O projeto acontece em parceria com a Universidade de Melbourne (Austrália) e teve financiamento da Agência de Projetos de Pesquisa Avançada em Defesa dos EUA (DARPA) e do Departamento de Defesa dos EUA (DoD).

Como funciona o dispositivo da Synchron?

À rede de TV norte-americana Bloomberg, Oxley explicou como o implante é feito e como o dispositivo pode melhorar a qualidade de vida dos pacientes. Veja o vídeo abaixo (em inglês).

Pois bem, como o CEO da Synchron explicou, o procedimento cirúrgico para a instalação do dispositivo é minimamente invasivo.

O Stentrode percorre os vasos sanguíneos, o que reduz os riscos de rejeições biológicas.

“Usando veias como uma via natural para o cérebro, conseguimos chegar ao estágio clínico significativamente mais cedo do que outras abordagens mais invasivas”, disse Oxley.

Geralmente, em procedimentos do tipo, os especialistas retiram parte da calota craniana para introduzir o implante, que precisa ser ainda conectado a um computador.

Já o Stentrode é um dispositivo sem fio que o sistema operacional dele (brainOS) fará a comunicação com um outro pequeno dispositivo (brainPort) instalado no peito do paciente. Confira mais detalhes abaixo:

– brainOS
É o sistema operacional do dispositivo. Este software vai ser responsável em registrar e transmitir toda a atividade cerebral do paciente. O brainOS é um conjunto de aplicativos que vai permitir que o usuário restaure a fala perdida e a função dos membros.

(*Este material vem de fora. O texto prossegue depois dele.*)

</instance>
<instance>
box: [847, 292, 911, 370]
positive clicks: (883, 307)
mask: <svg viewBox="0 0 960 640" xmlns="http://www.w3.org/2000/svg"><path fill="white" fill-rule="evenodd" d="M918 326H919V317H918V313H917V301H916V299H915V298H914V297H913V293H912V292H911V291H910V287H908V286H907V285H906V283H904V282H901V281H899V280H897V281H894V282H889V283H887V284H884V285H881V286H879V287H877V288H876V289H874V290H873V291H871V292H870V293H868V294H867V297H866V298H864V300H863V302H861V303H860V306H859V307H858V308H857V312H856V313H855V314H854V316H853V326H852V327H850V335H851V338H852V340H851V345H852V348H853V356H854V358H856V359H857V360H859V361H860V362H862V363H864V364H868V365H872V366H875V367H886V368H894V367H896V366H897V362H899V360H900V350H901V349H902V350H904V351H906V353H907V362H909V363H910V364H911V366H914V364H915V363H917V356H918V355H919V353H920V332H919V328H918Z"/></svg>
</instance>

Ao contrário de outros sistemas operacionais que exigem pressionar ou tocar um botão, o brainOS é controlado por voz. A plataforma foi projetada para redefinir a experiência do usuário focado em pessoas que não conseguem usar mouse ou teclado.

– brainPort
É uma solução sem fio implantada no peito do paciente que vai ajudar na transmissão de dados neurais de alta resolução.

Este sistema mantém a promessa de permitir o controle de tecnologias complexas para seres humanos com a cabeça ao invés de usar partes do corpo que porventura estejam paralisados (como as mãos).

Humano aumentado: os próximos passos

A interface cérebro-computador (BCI, em inglês), como o Stentrode, é um dispositivo que utiliza Inteligência Artificial para permitir a interação entre pessoas e máquinas pelo pensamento.

Esta tecnologia de humano aumentado é promissora não apenas para pacientes com paralisia grave, mas também para usuários com funções motoras reduzidas.

Tanto que a Food and Drug Administration (FDA), correspondente à Anvisa aqui no Brasil, divulgou no começo de 2019 um documento de orientação sobre a BCI.

O documento descreve considerações que pesquisadores devem seguir para realizar testes pré-clínicos e clínicos para esse campo que está emergindo rapidamente.

A agência já reconhece o “potencial [da tecnologia] de trazer benefícios para pessoas com deficiências graves, aumentando a capacidade de interação com ambientes e trazendo uma nova independência na vida cotidiana”.

Principais destaques desta matéria:

  • Empresa desenvolveu dispositivo que permite pessoa com paralisia controlar outros dispositivos;
  • Implante é feito de forma minimamente invasiva e não utiliza fios para a conexão com máquinas;
  • Sucesso no procedimento clínico mostra que tecnologia de humano aumentado está mais próxima da sociedade.